This week my husband went to see the doctor. On TV. I’m not kidding: his physical exam was done via television. So yeah, he “saw” the doctor, who happened to be 2,000 miles away; and yesterday his test results arrived in the mail.
It makes me think of that lame cartoon “The Jetsons.” When I was a kid, visual phones were a pipedream; it was a figment of someone’s imagination that you’d stand in one place and the floor would move you to your airline terminal; it was preposterous that you’d push a button, and a minute later a door would open with your dinner. But look at us: we’re there!
If you haven’t seen it, don’t miss the video tour of the International Space Station. Oh, and that one where—via satellite—the astronaut sings and plays guitar with a band on earth. These are amazing times. (I’m trying not to think of the negative ramifications of all this technology; COME, LORD JESUS.)
Next month I’m having oral surgery. The recuperation phase is a few seconds—the time it takes to pop a couple of ibuprofen. When I was younger, I always said, “Nobody’s ever using a laser on me!” My, how times have changed.
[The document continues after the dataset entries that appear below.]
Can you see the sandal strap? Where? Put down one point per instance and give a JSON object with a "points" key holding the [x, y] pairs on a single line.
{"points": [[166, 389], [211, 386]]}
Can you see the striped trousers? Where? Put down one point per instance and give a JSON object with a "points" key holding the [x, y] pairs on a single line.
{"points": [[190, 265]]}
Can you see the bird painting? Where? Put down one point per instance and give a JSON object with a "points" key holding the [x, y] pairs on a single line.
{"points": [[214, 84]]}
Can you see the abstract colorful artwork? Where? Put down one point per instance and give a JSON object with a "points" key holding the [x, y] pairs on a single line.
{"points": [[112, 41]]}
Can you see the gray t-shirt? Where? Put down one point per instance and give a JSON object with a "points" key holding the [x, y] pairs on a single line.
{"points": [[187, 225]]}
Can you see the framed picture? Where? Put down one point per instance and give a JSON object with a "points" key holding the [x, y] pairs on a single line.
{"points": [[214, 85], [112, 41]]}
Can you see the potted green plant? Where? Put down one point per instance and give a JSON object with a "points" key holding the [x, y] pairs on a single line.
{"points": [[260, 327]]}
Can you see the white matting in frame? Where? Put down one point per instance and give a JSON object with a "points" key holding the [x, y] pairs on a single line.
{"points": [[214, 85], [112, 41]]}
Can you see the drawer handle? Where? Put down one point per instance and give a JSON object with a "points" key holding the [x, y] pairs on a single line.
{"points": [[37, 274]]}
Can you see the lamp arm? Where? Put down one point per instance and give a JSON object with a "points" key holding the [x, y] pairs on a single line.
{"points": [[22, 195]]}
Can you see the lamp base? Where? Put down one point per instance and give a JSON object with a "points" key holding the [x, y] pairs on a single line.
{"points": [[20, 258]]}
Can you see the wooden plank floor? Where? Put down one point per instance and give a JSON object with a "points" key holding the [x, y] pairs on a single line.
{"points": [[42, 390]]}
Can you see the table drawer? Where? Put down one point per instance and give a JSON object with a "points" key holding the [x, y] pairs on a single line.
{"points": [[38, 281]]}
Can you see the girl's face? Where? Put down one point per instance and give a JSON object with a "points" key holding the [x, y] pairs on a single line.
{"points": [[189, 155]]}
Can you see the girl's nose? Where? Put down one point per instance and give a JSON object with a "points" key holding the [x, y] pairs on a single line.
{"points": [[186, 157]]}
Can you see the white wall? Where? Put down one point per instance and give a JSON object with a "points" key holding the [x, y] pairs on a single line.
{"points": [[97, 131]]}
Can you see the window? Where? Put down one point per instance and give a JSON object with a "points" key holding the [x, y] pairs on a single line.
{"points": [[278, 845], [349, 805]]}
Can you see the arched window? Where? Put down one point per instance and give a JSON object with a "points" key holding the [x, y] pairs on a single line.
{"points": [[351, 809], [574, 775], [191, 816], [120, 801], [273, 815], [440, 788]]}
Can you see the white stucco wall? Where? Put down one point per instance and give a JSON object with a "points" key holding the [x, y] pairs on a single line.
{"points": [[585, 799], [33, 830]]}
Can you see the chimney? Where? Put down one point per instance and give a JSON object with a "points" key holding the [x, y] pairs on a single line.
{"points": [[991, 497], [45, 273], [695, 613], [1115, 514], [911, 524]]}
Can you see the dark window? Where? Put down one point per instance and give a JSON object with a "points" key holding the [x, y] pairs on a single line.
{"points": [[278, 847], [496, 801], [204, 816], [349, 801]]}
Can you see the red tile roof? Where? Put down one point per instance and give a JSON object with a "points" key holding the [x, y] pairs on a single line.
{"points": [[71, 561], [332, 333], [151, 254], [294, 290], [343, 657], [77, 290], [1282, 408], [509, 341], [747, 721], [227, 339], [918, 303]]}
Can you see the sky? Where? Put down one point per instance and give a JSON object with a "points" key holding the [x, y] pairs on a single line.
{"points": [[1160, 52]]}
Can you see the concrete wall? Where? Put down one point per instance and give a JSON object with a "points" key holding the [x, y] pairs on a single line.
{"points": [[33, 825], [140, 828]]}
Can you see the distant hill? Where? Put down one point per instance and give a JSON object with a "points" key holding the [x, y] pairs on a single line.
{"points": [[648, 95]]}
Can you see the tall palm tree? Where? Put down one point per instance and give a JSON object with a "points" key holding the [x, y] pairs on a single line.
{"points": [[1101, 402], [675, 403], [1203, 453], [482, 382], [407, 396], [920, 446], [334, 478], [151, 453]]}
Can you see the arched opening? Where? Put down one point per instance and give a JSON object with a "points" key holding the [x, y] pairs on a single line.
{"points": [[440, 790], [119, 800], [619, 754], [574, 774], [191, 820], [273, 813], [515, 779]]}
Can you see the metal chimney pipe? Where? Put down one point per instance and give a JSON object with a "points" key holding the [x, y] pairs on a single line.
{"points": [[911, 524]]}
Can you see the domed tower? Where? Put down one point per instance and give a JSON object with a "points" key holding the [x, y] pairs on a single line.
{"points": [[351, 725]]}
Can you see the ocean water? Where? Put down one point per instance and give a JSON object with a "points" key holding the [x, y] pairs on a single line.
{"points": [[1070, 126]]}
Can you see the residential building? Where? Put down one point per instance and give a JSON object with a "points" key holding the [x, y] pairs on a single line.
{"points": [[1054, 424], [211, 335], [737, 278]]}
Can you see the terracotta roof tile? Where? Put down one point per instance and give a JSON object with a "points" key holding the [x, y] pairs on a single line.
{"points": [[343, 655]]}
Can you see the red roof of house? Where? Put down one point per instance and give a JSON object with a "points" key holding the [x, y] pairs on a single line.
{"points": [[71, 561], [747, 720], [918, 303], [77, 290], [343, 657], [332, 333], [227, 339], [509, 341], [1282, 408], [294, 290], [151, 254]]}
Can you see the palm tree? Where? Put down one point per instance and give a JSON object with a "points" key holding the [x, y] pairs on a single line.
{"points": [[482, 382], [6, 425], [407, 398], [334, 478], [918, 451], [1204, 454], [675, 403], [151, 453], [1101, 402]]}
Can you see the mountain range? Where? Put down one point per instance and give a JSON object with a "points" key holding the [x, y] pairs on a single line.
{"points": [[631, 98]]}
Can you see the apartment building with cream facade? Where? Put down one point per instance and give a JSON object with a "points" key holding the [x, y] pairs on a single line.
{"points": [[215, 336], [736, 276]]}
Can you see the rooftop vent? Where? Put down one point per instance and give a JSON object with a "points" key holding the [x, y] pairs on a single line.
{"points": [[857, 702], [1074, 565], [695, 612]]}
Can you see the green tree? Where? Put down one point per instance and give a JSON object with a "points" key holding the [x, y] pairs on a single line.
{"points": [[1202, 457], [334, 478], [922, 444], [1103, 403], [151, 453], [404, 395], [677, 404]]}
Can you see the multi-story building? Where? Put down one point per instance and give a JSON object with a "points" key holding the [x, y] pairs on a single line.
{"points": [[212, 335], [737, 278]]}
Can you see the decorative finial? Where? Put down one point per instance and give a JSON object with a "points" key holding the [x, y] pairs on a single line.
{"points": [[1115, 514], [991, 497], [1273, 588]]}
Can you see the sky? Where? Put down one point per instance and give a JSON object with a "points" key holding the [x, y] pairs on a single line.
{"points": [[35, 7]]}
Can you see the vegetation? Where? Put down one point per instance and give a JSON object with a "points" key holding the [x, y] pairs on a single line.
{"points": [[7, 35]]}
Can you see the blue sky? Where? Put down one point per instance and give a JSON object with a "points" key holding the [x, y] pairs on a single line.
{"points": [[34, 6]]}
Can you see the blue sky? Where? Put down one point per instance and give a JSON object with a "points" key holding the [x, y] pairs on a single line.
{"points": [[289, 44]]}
I’m glad things haven’t gone completely nuts. Yesterday, our son-in-law brought his chain saw and pruned a couple of our trees (yeah, I know we were late; it’s not his fault). There was something comforting about shuffling all those branches with gloved hands, hearing the Whirr-r-r-r-rrr! of the saw, and the faint aroma of a mixture of oil and gas. Having so much of our days connected to PC’s, Handhelds, and GPS, it’s nice to know there are a few out there who still like to roll up their sleeves.